Il disastro economico palestinese

Tempi duri per le finanze palestinesi: senza una riforma fiscale e senza tagli considerevoli nel settore pubblico, l’ANP rischia di ritrovarsi con un deficit di bilancio di quasi 500 milioni di dollari, ovvero circa il 12 per cento. E’ l’allarme lanciato dalla Banca Mondiale e dal Fondo Monetario Internazionale, che questa settimana hanno pubblicato due rapporti in vista della riunione semestrale del Ad Hoc Liason Committee martedì prossimo a New York, una commissione composta da alti funzionari del Ministero degli Esteri dell’ANP, i suoi stati donatori e Israele per discutere degli aiuti economici da destinare volta per volta a Ramallah.

Il quadro emerso dagli studi diffusi dalle due organizzazioni internazionali è pessimistico: sebbene, secondo entrambe le istituzioni, i problemi economici dei territori palestinesi derivino dall’occupazione israeliana e dalla mossa di Tel Aviv di congelare i proventi delle tasse dell’ANP, Ramallah deve comunque lavorare sodo per riportare la fiscalità a livelli accettabili.

La Banca Mondiale ha previsto una crescita dell’1,8 per cento del PIL palestinese per quest’anno, ma non è una buona notizia: dato che, come illustrato nel rapporto, il tasso di natalità della popolazione palestinese quest’anno è aumentato del 3 per cento, il PIL pro capite è destinato a diminuire sensibilmente. Una tendenza che si ripete per il terzo anno di seguito sia in Cisgiordania che nella Striscia di Gaza, dove il tasso di natalità è addirittura il doppio (6,5 per cento) e dove l’economia è stata quasi annientata da otto anni di assedio e soprattutto dall’ultima offensiva lanciata nell’estate del 2014 dall’esercito israeliano.

Lo scorso anno, ricorda Amira Hass sul quotidiano Haaretz, un quarto dei palestinesi viveva sotto la soglia della povertà: rispettivamente il 39 per cento a Gaza e il 14 per cento in Cisgiordania. Circa 80 per cento degli abitanti della Striscia dipende dagli aiuti economici, mentre oltre la metà (60 per cento) dei giovani di Gaza è disoccupata. All’origine della crisi economica palestinese, come ha notato la Banca Mondiale, ci sono le limitazioni ai movimenti di beni e persone imposte da Israele, ma soprattutto il controllo israeliano del 60 per cento della Cisgiordania noto come area C.
Sul banco degli imputati, quindi, salgono gli Accordi di Oslo: dal 1993, fa notare la Banca Mondiale, si è registrato un costante declino delle capacità industriali, agricole e delle esportazioni. Una situazione definita dalle due organizzazioni “insostenibile”.

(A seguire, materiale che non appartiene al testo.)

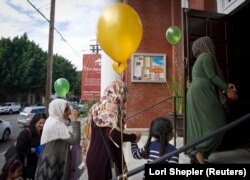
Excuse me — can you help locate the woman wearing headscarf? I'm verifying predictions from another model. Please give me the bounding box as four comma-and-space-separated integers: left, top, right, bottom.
186, 36, 236, 164
34, 99, 80, 180
82, 80, 141, 180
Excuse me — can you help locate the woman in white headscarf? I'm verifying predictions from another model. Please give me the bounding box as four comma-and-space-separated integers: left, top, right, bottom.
35, 99, 80, 180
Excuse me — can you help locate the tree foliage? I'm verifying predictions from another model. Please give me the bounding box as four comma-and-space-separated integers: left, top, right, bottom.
0, 33, 81, 101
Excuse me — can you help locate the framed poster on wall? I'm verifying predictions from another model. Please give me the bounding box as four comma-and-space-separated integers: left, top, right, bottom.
131, 53, 166, 83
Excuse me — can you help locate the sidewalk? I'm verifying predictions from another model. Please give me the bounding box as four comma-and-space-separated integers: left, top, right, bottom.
122, 132, 190, 180
0, 129, 190, 180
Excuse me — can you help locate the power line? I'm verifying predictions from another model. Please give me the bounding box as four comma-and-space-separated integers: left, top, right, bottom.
27, 0, 82, 59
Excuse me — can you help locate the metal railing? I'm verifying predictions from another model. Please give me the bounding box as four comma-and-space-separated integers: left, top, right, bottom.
113, 113, 250, 179
125, 96, 175, 120
126, 96, 179, 146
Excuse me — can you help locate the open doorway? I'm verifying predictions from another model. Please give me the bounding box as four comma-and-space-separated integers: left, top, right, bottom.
222, 1, 250, 149
229, 1, 250, 117
183, 1, 250, 150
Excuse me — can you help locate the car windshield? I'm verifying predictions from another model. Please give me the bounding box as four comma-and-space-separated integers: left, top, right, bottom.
22, 107, 33, 113
22, 107, 45, 113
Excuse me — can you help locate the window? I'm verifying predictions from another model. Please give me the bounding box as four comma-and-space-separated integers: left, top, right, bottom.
38, 108, 45, 113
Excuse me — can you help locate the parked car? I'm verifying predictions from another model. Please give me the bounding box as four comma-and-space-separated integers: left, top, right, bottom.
17, 106, 46, 126
0, 102, 21, 114
68, 102, 87, 115
0, 119, 12, 141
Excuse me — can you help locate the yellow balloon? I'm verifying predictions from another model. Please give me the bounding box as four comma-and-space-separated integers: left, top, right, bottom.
112, 61, 127, 74
97, 3, 143, 63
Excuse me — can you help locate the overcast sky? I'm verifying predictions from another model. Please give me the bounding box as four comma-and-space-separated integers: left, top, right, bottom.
0, 0, 117, 71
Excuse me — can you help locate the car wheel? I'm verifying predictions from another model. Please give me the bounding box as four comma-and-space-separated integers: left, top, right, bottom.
2, 129, 10, 141
9, 109, 13, 115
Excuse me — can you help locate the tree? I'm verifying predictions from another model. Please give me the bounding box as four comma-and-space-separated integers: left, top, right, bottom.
0, 33, 80, 102
52, 54, 79, 96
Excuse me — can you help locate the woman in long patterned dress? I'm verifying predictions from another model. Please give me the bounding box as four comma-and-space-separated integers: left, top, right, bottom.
82, 80, 141, 180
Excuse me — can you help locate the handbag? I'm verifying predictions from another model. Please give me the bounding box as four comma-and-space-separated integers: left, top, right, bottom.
4, 142, 18, 162
70, 145, 85, 180
227, 89, 238, 101
5, 128, 31, 162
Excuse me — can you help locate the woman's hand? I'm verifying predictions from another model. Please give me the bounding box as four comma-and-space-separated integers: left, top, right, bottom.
186, 80, 191, 88
133, 131, 141, 143
71, 109, 78, 122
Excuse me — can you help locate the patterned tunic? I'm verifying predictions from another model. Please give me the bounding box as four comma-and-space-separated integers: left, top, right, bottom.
34, 121, 80, 180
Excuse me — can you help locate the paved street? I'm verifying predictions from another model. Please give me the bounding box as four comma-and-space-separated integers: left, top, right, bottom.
0, 114, 23, 151
0, 114, 23, 170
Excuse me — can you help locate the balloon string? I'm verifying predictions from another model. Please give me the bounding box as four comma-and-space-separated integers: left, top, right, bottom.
120, 118, 125, 180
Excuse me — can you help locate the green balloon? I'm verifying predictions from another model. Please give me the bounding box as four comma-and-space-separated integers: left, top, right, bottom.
54, 78, 70, 98
166, 26, 182, 45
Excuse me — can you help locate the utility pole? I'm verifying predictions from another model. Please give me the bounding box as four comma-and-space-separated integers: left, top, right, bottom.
45, 0, 56, 114
90, 39, 101, 54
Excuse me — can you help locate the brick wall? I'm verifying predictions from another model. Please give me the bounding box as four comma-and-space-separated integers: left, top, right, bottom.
125, 0, 182, 128
189, 0, 217, 12
125, 0, 217, 128
204, 0, 217, 12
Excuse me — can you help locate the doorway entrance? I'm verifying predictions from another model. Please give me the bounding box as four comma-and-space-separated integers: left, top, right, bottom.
223, 1, 250, 149
183, 1, 250, 150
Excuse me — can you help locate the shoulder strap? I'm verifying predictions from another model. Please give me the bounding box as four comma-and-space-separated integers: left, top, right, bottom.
99, 127, 119, 178
98, 128, 115, 162
25, 128, 31, 139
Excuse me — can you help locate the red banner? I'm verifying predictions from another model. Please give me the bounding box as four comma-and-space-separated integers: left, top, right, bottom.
81, 54, 101, 100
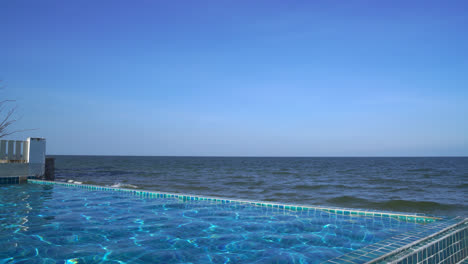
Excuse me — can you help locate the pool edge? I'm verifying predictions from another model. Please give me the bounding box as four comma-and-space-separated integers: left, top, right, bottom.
27, 179, 441, 223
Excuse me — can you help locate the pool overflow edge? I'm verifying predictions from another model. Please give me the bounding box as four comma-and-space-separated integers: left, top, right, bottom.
27, 179, 467, 264
28, 179, 439, 223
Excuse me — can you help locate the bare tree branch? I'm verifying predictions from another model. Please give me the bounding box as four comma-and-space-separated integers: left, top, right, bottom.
0, 80, 35, 138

Insostenibile sarebbe quindi anche l’occupazione ma, come fa notare Amira Hass, le due organizzazioni internazionali hanno emesso solo generiche raccomandazioni per Israele (rimozione delle restrizioni, versamento dei proventi delle tasse all’Anp), mentre a Ramallah sono toccati i compiti: esercizio della disciplina fiscale, con tagli alla spesa per gli stipendi dei dipendenti statali – oltre al congelamento degli stessi impiegati – maggiore controllo sulla riscossione delle imposte e cancellazione dei sussidi per il carburante. Non solo: alte imposte indirette e basse dirette generano una regressione, e il sistema, secondo il FMI va cambiato al più presto.

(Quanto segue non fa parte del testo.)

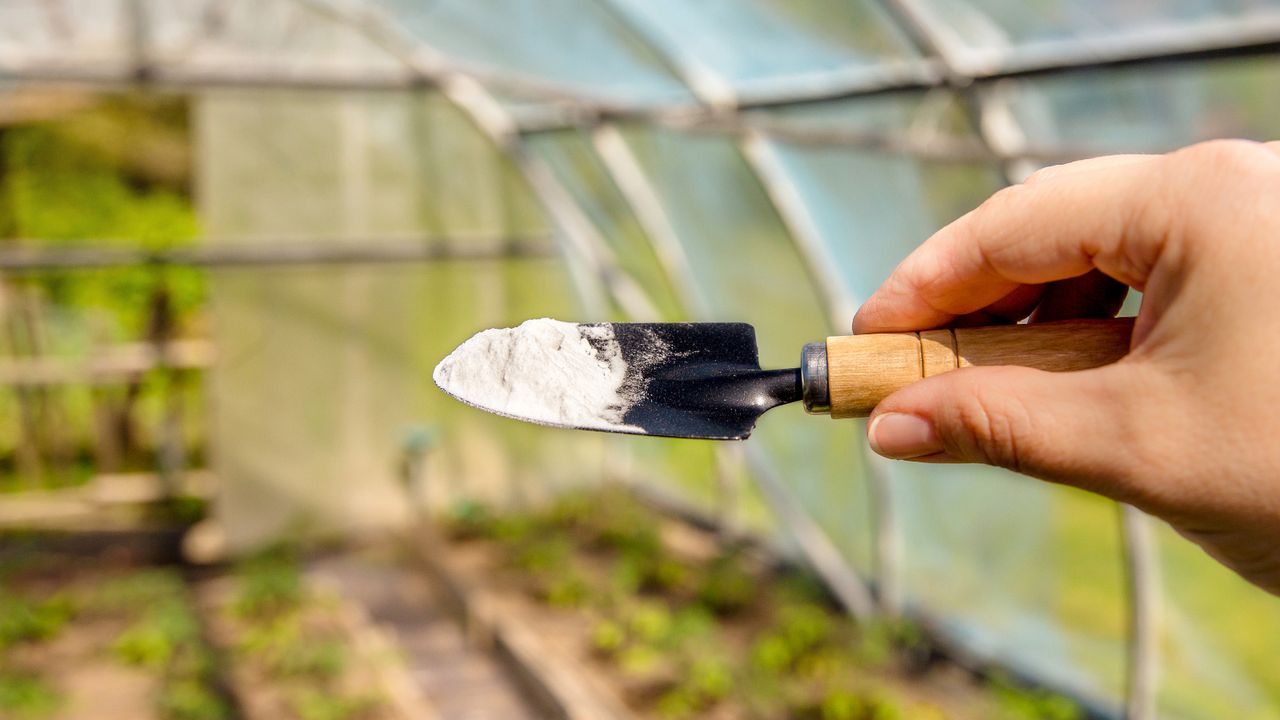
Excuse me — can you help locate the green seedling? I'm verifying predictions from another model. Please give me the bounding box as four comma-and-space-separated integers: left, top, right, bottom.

Dulcis in fundo, un’altra raccomandazione che potrebbe costare molto all’ANP a livello di vite umane: tagliare la spesa del Ministero della Salute, riducendo il numero di pazienti inviati per trattamenti in Israele e anche quelli dalla Striscia di Gaza – in cui gli ospedali sono danneggiati dalla recente offensiva israeliana – alla Cisgiordania e a Gerusalemme Est.

Fonte

Ovviamente i compiti a casa (la solita austerità) li devono fare i palestinesi, non sia mai che siano gli israeliani a dover sloggiare dai territori occupati.